We ended the song in full flatout overdrive, Rube recapitulating the original Beethoven with a bonecrush-ing bass cello voice that shook the ground, Maire with what sounded like an antimatter powered violin set to Destroy, and me with the sound of a shrieking guitar tuned so high that the crystal punchbowl exploded like it had been shotgunned.
The silence afterward was deafening. I know that’s an overused cliche, but it really was. The lobbears stood facing us and frozen like a single moment from a Maine fisherman’s worst boozy nightmare.
“Oh god what was that awful stuff?” Dork moaned, uncovering his ears.
“The third B,” Maire answered with a hundred kilowatt grin. “You know, Bach, Beethoven, and Berry.”

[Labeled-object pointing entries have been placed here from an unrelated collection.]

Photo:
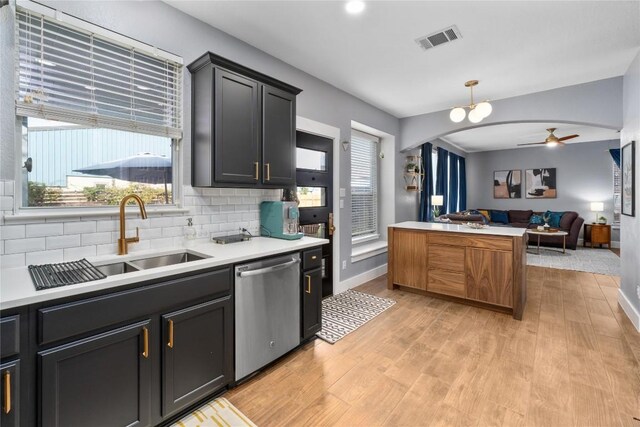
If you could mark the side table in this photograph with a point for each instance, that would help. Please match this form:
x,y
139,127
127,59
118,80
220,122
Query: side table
x,y
599,234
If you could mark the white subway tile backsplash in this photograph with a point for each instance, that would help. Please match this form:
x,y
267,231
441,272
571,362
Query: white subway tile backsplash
x,y
44,257
12,232
71,254
80,227
61,242
10,261
24,245
95,238
43,230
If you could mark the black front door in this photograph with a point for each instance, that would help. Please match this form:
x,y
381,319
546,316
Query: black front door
x,y
314,177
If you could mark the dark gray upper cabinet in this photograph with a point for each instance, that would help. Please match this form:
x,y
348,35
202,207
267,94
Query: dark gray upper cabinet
x,y
103,380
197,353
278,137
243,126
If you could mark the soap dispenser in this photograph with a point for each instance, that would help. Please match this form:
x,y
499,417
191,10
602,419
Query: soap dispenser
x,y
189,233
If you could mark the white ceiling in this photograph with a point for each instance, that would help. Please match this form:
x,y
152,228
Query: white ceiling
x,y
512,47
500,137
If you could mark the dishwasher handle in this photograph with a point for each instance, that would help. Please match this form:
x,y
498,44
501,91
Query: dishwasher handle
x,y
266,270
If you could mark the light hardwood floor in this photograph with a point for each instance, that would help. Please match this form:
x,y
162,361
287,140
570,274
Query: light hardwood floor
x,y
572,360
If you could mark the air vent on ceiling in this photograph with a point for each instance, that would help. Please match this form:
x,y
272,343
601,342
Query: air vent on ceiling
x,y
439,37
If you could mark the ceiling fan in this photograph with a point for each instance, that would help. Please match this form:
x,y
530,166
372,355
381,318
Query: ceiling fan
x,y
552,140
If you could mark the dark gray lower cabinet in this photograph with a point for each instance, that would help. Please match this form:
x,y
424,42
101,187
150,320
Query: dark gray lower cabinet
x,y
103,380
197,353
311,302
10,394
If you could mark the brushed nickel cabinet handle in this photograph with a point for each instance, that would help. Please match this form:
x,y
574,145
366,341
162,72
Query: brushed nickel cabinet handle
x,y
7,392
145,342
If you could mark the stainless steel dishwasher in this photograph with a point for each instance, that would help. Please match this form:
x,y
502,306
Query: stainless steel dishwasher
x,y
267,303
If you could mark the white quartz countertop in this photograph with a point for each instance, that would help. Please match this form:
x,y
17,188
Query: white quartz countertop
x,y
17,289
461,228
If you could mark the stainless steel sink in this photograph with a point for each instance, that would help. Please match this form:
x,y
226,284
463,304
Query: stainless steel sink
x,y
117,268
165,260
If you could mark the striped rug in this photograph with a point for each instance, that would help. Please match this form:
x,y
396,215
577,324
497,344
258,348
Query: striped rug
x,y
217,413
347,311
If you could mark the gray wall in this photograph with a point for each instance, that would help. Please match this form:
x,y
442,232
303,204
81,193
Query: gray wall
x,y
584,174
596,103
630,246
159,24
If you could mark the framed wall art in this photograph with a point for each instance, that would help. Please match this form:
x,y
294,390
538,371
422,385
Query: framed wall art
x,y
507,184
541,184
628,170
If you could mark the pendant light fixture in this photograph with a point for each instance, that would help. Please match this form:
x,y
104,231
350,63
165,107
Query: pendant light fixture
x,y
477,112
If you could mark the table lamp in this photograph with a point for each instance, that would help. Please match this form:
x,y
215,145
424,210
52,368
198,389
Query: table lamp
x,y
436,202
597,207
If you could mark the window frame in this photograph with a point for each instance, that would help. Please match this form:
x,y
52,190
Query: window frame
x,y
28,212
364,238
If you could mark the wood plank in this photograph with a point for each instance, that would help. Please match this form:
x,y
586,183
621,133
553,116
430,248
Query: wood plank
x,y
446,282
410,260
489,276
444,257
472,240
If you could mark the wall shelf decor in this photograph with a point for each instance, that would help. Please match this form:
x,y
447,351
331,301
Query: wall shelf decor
x,y
413,174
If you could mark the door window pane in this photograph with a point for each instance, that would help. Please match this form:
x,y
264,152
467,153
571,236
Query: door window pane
x,y
311,159
312,197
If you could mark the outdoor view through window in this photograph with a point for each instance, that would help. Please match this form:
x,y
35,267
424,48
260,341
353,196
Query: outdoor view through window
x,y
69,165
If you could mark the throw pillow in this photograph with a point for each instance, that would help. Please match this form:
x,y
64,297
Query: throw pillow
x,y
536,220
554,218
501,217
485,213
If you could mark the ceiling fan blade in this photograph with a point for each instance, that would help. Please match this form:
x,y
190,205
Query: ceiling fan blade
x,y
533,143
564,138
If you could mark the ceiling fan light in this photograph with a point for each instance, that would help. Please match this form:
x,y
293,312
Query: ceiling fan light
x,y
484,109
457,114
475,116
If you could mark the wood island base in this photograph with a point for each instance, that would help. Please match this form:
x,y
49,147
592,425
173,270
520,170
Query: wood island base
x,y
485,268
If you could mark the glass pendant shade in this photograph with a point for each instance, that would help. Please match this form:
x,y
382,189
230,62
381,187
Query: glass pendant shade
x,y
484,109
475,116
457,114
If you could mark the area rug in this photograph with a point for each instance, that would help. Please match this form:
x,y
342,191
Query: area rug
x,y
218,412
345,312
601,261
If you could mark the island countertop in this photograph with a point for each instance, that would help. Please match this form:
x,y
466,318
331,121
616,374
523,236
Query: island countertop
x,y
461,228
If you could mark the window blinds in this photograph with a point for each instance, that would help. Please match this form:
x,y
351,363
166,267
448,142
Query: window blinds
x,y
74,75
364,184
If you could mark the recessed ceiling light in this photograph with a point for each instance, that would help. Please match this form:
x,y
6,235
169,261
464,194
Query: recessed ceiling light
x,y
354,7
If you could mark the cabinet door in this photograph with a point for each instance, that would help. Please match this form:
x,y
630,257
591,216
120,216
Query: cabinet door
x,y
490,276
104,380
237,144
278,137
197,353
311,302
10,394
410,261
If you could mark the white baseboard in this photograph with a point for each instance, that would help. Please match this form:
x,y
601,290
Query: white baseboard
x,y
358,280
630,310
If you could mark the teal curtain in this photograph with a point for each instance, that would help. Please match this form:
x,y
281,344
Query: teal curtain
x,y
615,154
453,183
426,213
441,178
462,184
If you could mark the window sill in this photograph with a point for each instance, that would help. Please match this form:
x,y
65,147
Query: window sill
x,y
367,251
64,213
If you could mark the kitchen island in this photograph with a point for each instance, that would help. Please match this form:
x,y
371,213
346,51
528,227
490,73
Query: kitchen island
x,y
484,267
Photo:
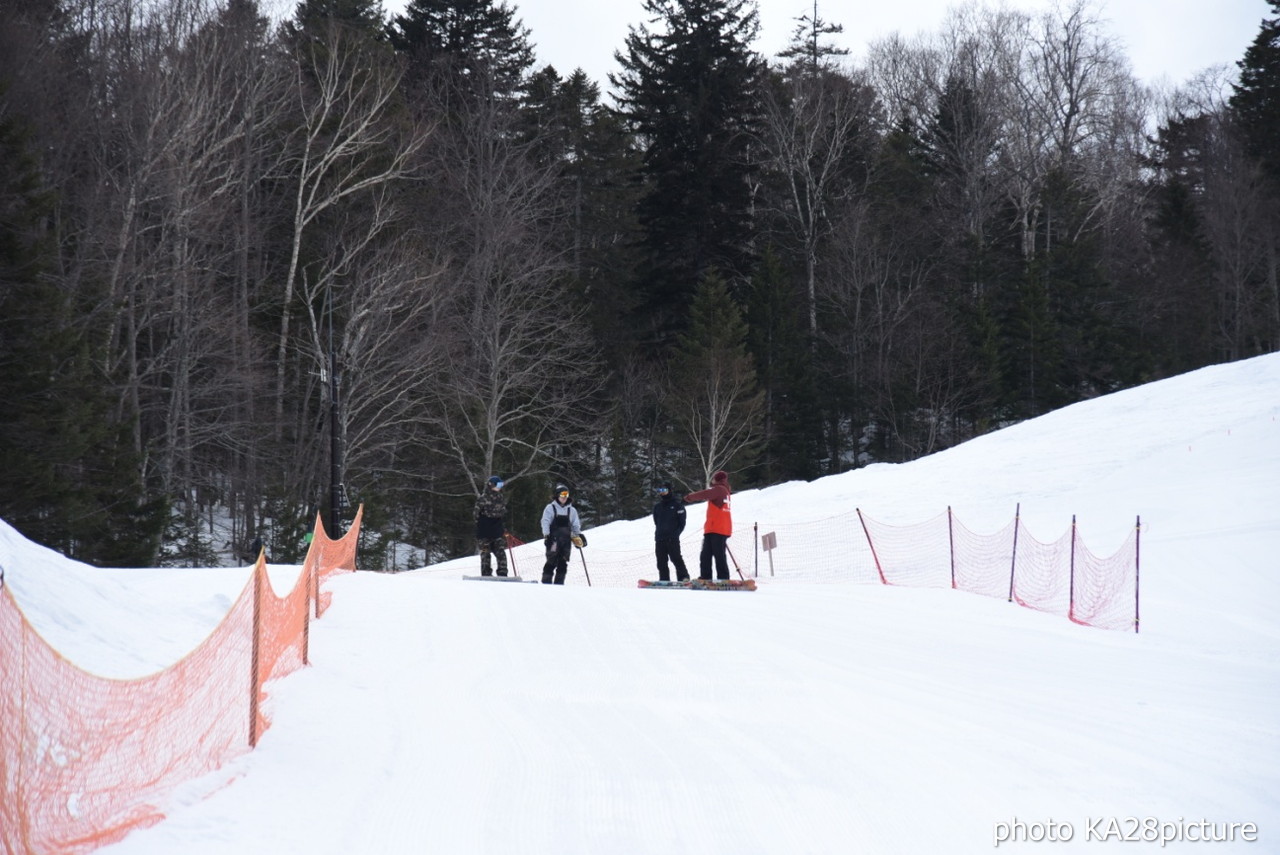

I smiled down at the huddled and miserable envoy. “It also seemed to be something of a crowd pleaser.” The lobbears had begun shaking their heads like they were working off the effects of a collective sonic lobotomy. “Now as to the plus points our performance just earned…”
Dork scowled and climbed shakily to his feet. “I hardly think that noise you just created constitutes a proper performance.”
“OK, fine,” I said brightly and turned toward Maire. “You still have the baton, of course, but this gentleman seems to have his heart set on the Vivaldi. Shall we begin where we left off?”
She bowed. “We aim to please. Natural mode please, gentlemen.” We keyed our instruments, and when she nodded picked up at the point where we’d been mobbed by furious lobbears. In a matter of seconds the crowd began growling and advancing on the stage.
“Stop!” Dork wailed. “Please!”
“Yes?” I asked. We ceased playing, but kept our bows poised like loaded weapons.
“You get points,” he hissed.
“The maximum number?”
He ground his teeth. “This is blackmail.”
“This is negotiation,” I chuckled, pulling our pointpad from my pocket and offering it to him. “If you would be so kind.” Rube cut a lovely mournful Shostakovich figure that brought the growling crowd a step or two closer.
Dork snatched the pad from my hand and did the deed.
“Thank you,” I said sweetly, taking the pad back and checking to make sure he hadn’t cheated. The day I trust an ambassador is the day I trade my violinna in on a kazoo. Back into my pocket it went, safe and sound.
Sometimes a moment comes along when you’re given the golden opportunity to do a favor that will inflict unbearable pain and suffering on someone who deserves it. One of those splendid moments had dropped into my lap, and couldn’t pass it up. “Since you’ve been so generous,” I said with heavy sarcasm, “we will be equally generous and play a few more pieces to whet these nice folks’ appetite for more.”
He stared at me aghast, a shudder of revulsion twitching his frame. “Why in the world would you want to do that?”
Life as an ETDS conscript musician means being at the beck and call of self-important knuckleheads like Dork. It was a wonderful feeling to have someone who once had power to make your life miserable at a total disadvantage. I couldn’t resist reaching out and rapping my knuckles on the top of his head, a personal liberty that made the blood drain from his face, leaving it the whey-white of processed Brie. Laughter came from around the stage. His staff were eating this up. It seemed we had improved their morale after all.